The orbital shaker produces ~20 mGauss external field that was shielded with mu-metal sheets placed between the flask and the shaker. The Vortex Mixer (VWR 10153-838) generated an external magnetic field of up to 1500 mGauss, therefore we modified the vortexer to run on DC current. The shaker platforms for signal cultures and control cultures were 8 feet apart to avoid interference between the control cultures, signal cultures and potential interferences between other components.

2.7. Isolation of RNA and Real-Time Quantitative PCR (RT-QPCR)

Cell suspensions of 2.5 ml were collected and mixed with 100 μl RNAlater (Ambion AM 7020). 30 μl Plant RNA Isolation Aid (Ambion AM9690M) was added and the RNA was recovered following the RNAqueous Kit from Ambion (AM9690M). RT-QPCR was done with an ABI Prism 7000 using the TaqMan® One-Step RT-PCR Master Mix Reagents Kit (ABI 4309169) with the VIC and FAM Kit (ABI 4331348) using custom primers (ABI 4332078) designed to detect tryptophan synthase beta subunit (MAA, Genbank: XM_001703345) and the control gene: G protein beta subunit-like polypeptide (Cblp, Genbank: X53574). 5 μl and 2 μl RNA was used in a final volume of 50 μl with the first incubation at 48˚C for 30 min, then 10 min at 95˚C followed by 40 cycles of 95˚C for 15 sec and 60˚C for 15 sec [6] .

The RT-QPCR data from both sets of primers were used to calculate the fold increase in the mRNA levels for MAA7 by the delta-delta method [6] [7] [8] . Errors were calculated using standard error propagation, see also [4] . All calculations were done using Excel Spreadsheets (Microsoft, Windows).

3. Results

While optimizing the signal transmission to cultures of Chlamydomonas we found conditions that were effective in reducing the level of the enzyme MAA7. We initially measured the increased growth in 5-FI media under the influence of the signal Chl-001. Once we found conditions that worked, we determined the reduction of a specific mRNA under the influence of the signal using RT-QPCR.

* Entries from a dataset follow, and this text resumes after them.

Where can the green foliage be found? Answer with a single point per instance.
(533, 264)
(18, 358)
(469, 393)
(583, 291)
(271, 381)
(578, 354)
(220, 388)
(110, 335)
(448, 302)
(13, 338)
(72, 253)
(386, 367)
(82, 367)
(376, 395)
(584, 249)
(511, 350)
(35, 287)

3.1. Selection of 5-Fluoro-Indole Concentrations in Growth Media without Signal

To determine the concentration of 5-Fluoro-Indole to use in our experiments, we generated a dose response curve (Figure 4). We started the cultures with a cell density of 0.009 OD at 750 nm and in 0, 5, 10, 15 and 20 μM 5-FI. We measured the growth after 3 days. Compared to controls with no pro-drug, a concentration of 5 μM 5-FI inhibited growth partially. Growth was completely inhibited at 10 μM 5-FI and above. We used a dose of 5 μM 5-FI for subsequent experiments with the signal.

3.2. Signaling at the Early Stages of Growth in 5 μM 5-Fluoro-Indole Enhances Growth

The cultures were started at a low cell density of 0.007 OD at 750 nm and the

growth was monitored for 4 days (Table 1). At day 4, the cultures reached saturation. To administer the signal, the cell suspensions were transferred into large test tubes, vortexed first for 20 sec. They were then exposed to the signal Chl-001 at 70 mGauss in a Helmholtz coil (Figure 2) for 20 min, twice a day; this translates to a total exposure period to the signal of 3.5% of the culture time. The 5-Fluoro-Indole was added to the cell culture at day 2 and the cell density was measured just after the addition of the prodrug. Under the influence of the signal, the cell mass increased by 24% at day 3 compared to the control.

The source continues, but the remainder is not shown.